With the Dolphins, Lynch was the High Point Winner at the Connecticut Swimming Senior Championships each year from 2016 to 2020. She was the High Point Winner at the Connecticut Age Group Championships from 2013-2018 and currently holds 68 Connecticut Age Group records.
Cavataro estimates that Lynch broke more than 100 Dolphins age group records through the years.
Lynch is still the National Age Group record-holder in the 10-and-under 100 breaststroke and 50 breaststroke, both short course and long course.
“She clearly has a lot of natural talent and a great feel for the water,” Cavataro said of Lynch. “You combine that with a joy for the sport, great work ethic and self driven motivation and it’s a combination that’s allowed her to swim at a very high level.”
Recently Lynch, who qualified for the USA Swimming Nationals in 2019 and 2019, was named the Connecticut Swimming Female Swimmer of the Year for the 2019-2020 season.
“As Meghan has gotten to her teenage years, the competition that she’s faced regionally in the Northeast and nationally is pretty intense and she’s risen to the challenge,” Cavataro said. “She is relentless and what makes her really special is her versatility in any stroke.”
Lynch shows her eagerness to excel during her daily practices for both Greenwich High and the YWCA Dolphins.

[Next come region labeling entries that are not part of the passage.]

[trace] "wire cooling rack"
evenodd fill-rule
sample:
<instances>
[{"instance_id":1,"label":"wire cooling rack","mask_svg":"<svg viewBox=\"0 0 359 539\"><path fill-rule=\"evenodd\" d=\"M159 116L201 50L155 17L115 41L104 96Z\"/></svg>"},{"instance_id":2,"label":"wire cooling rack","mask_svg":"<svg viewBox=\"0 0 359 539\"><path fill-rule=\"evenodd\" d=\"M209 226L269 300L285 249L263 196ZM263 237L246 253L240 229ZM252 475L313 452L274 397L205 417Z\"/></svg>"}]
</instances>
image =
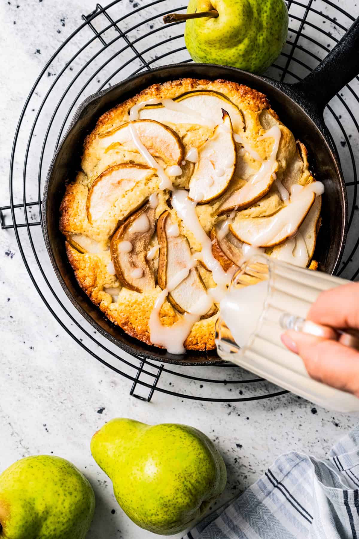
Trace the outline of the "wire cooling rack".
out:
<instances>
[{"instance_id":1,"label":"wire cooling rack","mask_svg":"<svg viewBox=\"0 0 359 539\"><path fill-rule=\"evenodd\" d=\"M142 71L191 61L184 23L165 26L166 13L184 12L177 0L115 0L82 16L83 22L44 67L29 94L16 129L11 157L10 204L0 208L0 224L12 231L30 277L58 322L89 354L131 381L130 395L150 401L156 391L182 398L235 402L283 395L262 378L231 364L164 365L123 352L94 331L67 298L45 247L41 197L55 149L77 107L88 95ZM267 74L295 82L326 56L354 20L336 2L289 0L288 40ZM339 274L359 273L359 79L328 106L325 120L343 168L349 204L349 234ZM11 232L10 232L11 233Z\"/></svg>"}]
</instances>

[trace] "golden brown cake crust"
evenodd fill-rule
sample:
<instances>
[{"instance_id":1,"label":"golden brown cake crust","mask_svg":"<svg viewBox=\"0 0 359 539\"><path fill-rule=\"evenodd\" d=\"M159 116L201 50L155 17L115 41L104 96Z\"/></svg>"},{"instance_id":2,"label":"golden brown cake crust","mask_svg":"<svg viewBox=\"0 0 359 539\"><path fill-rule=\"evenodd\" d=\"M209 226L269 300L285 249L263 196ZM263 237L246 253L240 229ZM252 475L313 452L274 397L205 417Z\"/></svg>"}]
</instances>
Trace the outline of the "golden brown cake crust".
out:
<instances>
[{"instance_id":1,"label":"golden brown cake crust","mask_svg":"<svg viewBox=\"0 0 359 539\"><path fill-rule=\"evenodd\" d=\"M261 123L261 114L263 111L268 111L280 127L282 137L277 154L278 173L285 170L295 153L295 140L291 132L280 122L263 94L248 86L222 79L210 81L185 78L154 84L101 116L93 132L84 141L81 162L82 170L78 174L75 180L67 186L60 207L60 229L66 237L66 252L79 286L112 322L119 326L131 337L147 344L152 344L149 330L150 314L161 290L157 286L153 290L141 293L121 287L116 276L111 274L108 271L108 265L111 262L108 250L108 227L106 227L105 223L96 225L90 224L86 211L87 196L90 188L104 170L117 163L138 163L142 165L146 163L140 155L128 150L116 148L109 152L104 152L99 149L98 141L101 137L98 135L128 122L130 109L138 102L153 98L159 100L161 99L173 99L188 92L200 90L210 90L222 94L238 107L244 119L244 136L248 136L249 140L251 137L252 140L256 140L258 135L263 132L263 127ZM191 147L191 141L192 143L195 141L194 145L196 147L209 136L208 130L206 130L205 127L197 130L194 129L190 133L189 139L186 129L182 132L180 127L177 131L182 140L185 149L187 150L188 147ZM270 141L268 139L263 141L256 146L255 145L254 147L264 158L268 156L270 150ZM187 176L191 176L193 168L191 169L191 164L187 163L187 165L184 167L182 178L178 177L174 181L174 184L179 187L188 188L186 183L188 183ZM254 167L255 163L249 163L249 165ZM175 183L175 181L177 183ZM154 174L146 180L139 195L135 190L133 192L126 193L124 196L123 207L118 210L118 223L123 222L129 212L130 214L138 209L142 201L148 198L151 192L158 190L159 184L159 178ZM273 200L277 203L278 197L277 196L276 198L275 191L273 192L274 197L273 198L272 196L270 199L271 203L272 203ZM166 203L167 197L168 194L166 192L160 195L160 204L156 210L156 219L164 210L168 210ZM270 198L268 199L270 200ZM216 210L221 203L221 200L220 198L219 201L215 201L212 204L198 206L199 218L208 235L215 223ZM258 208L257 206L254 210L250 208L246 210L247 213L250 211L262 211L263 204ZM266 208L267 212L269 211L268 207ZM191 248L195 251L199 250L200 244L198 245L190 231L179 222L173 209L170 208L169 211L174 222L178 223L181 233L187 237ZM245 216L247 213L243 215ZM74 248L73 246L77 245L77 238L81 236L90 238L90 246L95 246L93 252L80 252L78 248ZM96 246L101 247L97 252ZM212 277L208 277L208 279L213 282ZM207 284L206 286L209 287ZM118 295L116 295L116 301L113 301L112 297L114 288L119 291ZM107 289L108 292L106 291ZM204 351L215 348L215 323L217 316L216 314L207 319L201 319L194 324L184 343L186 349ZM164 326L171 326L179 317L180 315L170 303L165 300L160 313L161 323Z\"/></svg>"}]
</instances>

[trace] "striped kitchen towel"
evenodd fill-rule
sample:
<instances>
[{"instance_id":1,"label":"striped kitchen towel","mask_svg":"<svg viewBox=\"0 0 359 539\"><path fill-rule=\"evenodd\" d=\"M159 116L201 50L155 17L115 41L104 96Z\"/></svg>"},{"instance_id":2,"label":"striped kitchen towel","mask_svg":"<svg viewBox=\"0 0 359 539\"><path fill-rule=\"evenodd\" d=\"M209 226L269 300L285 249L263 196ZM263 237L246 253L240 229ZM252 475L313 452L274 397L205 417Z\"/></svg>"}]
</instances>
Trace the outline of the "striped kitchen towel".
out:
<instances>
[{"instance_id":1,"label":"striped kitchen towel","mask_svg":"<svg viewBox=\"0 0 359 539\"><path fill-rule=\"evenodd\" d=\"M321 460L292 451L184 539L359 539L359 427Z\"/></svg>"}]
</instances>

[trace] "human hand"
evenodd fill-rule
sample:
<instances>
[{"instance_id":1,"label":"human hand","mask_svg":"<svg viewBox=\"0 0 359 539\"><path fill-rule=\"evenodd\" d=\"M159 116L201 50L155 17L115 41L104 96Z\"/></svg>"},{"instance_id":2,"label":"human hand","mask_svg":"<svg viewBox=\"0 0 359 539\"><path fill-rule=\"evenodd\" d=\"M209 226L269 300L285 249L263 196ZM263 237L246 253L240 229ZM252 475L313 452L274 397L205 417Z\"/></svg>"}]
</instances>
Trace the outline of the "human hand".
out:
<instances>
[{"instance_id":1,"label":"human hand","mask_svg":"<svg viewBox=\"0 0 359 539\"><path fill-rule=\"evenodd\" d=\"M322 292L307 320L344 331L359 330L359 282ZM348 335L328 330L328 336L292 330L286 331L281 340L300 356L312 378L359 397L359 351L346 345Z\"/></svg>"}]
</instances>

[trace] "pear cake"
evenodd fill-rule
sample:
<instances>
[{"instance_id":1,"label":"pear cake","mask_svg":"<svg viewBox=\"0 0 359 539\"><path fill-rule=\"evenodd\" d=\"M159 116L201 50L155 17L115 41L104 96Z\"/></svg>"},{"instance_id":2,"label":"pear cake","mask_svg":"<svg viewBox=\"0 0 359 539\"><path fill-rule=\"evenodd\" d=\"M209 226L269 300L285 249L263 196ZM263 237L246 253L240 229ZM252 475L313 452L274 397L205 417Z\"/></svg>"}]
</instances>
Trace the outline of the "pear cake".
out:
<instances>
[{"instance_id":1,"label":"pear cake","mask_svg":"<svg viewBox=\"0 0 359 539\"><path fill-rule=\"evenodd\" d=\"M316 269L323 192L265 95L182 79L100 118L60 229L80 286L111 322L170 353L210 350L246 257Z\"/></svg>"}]
</instances>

“Thinking about the end result and what I want out of each race keeps me motivated,” she said. “My family always keeps me motivated too. If I am ever tired one day, my friends and family will give me the energy and support to keep going.”
She considers the 200 IM to be her favorite event.
“I love doing all the strokes, which the 2 IM includes,” she said. “It’s fun to do the 2 IM and see how you can do in every single stroke.”
While pools were closed during the spring due to COVID-19 state guidelines, Lynch kept her conditioning intact by running, another activity she thrives at.
Her freshman year, she was a member of Greenwich’s indoor track and field team, which won the State Open, Class LL and FCIAC championships. She placed third in the one-mile run at the FCIAC and Class LL competition, was third in the conference finals in the two-mile run and was part of the Cardinals’ 4 x 800 relay that claimed the Class LL title and was second at the State Open.
Triathlons also bring out Lynch’s competitive spirit. She’s won five triathlon events (Hammefest Triathlon, Mossman Triathlon, Seaside Sprint, Sleepy Hollow, Tobay) and was a USA Triathlon All-America selection in 2018.
“If I wasn’t swimming so much I would probably be running,” Lynch said. “I did track my freshman year and that was very fun. This year, there were no triathlons, so that was something I missed.”
Indeed, Lynch is appreciative of the coaching she has received from the Dolphins and Cardinals.
“Nick (Cavataro) has always been there for me and is someone I can talk to about anything,” she said. “He helps me enjoy the sport too. At Greenwich, Lorrie (Hokayem) has a lot of energy on the pool deck, which makes me go faster, while making me laugh and smile when I do it.”
Lynch who has goals of earning a spot on the U.S. National Junior Team, knows each day wouldn’t be the same if she didn’t swim.
“Whenever I don’t do it I feel like a part of me is missing,” she said. “It’s so nice to get in the water and forget everything around me. Everyone comes together in the pool. My best friends are people I’ve met from swimming. Swimming has introduced me to amazing people.”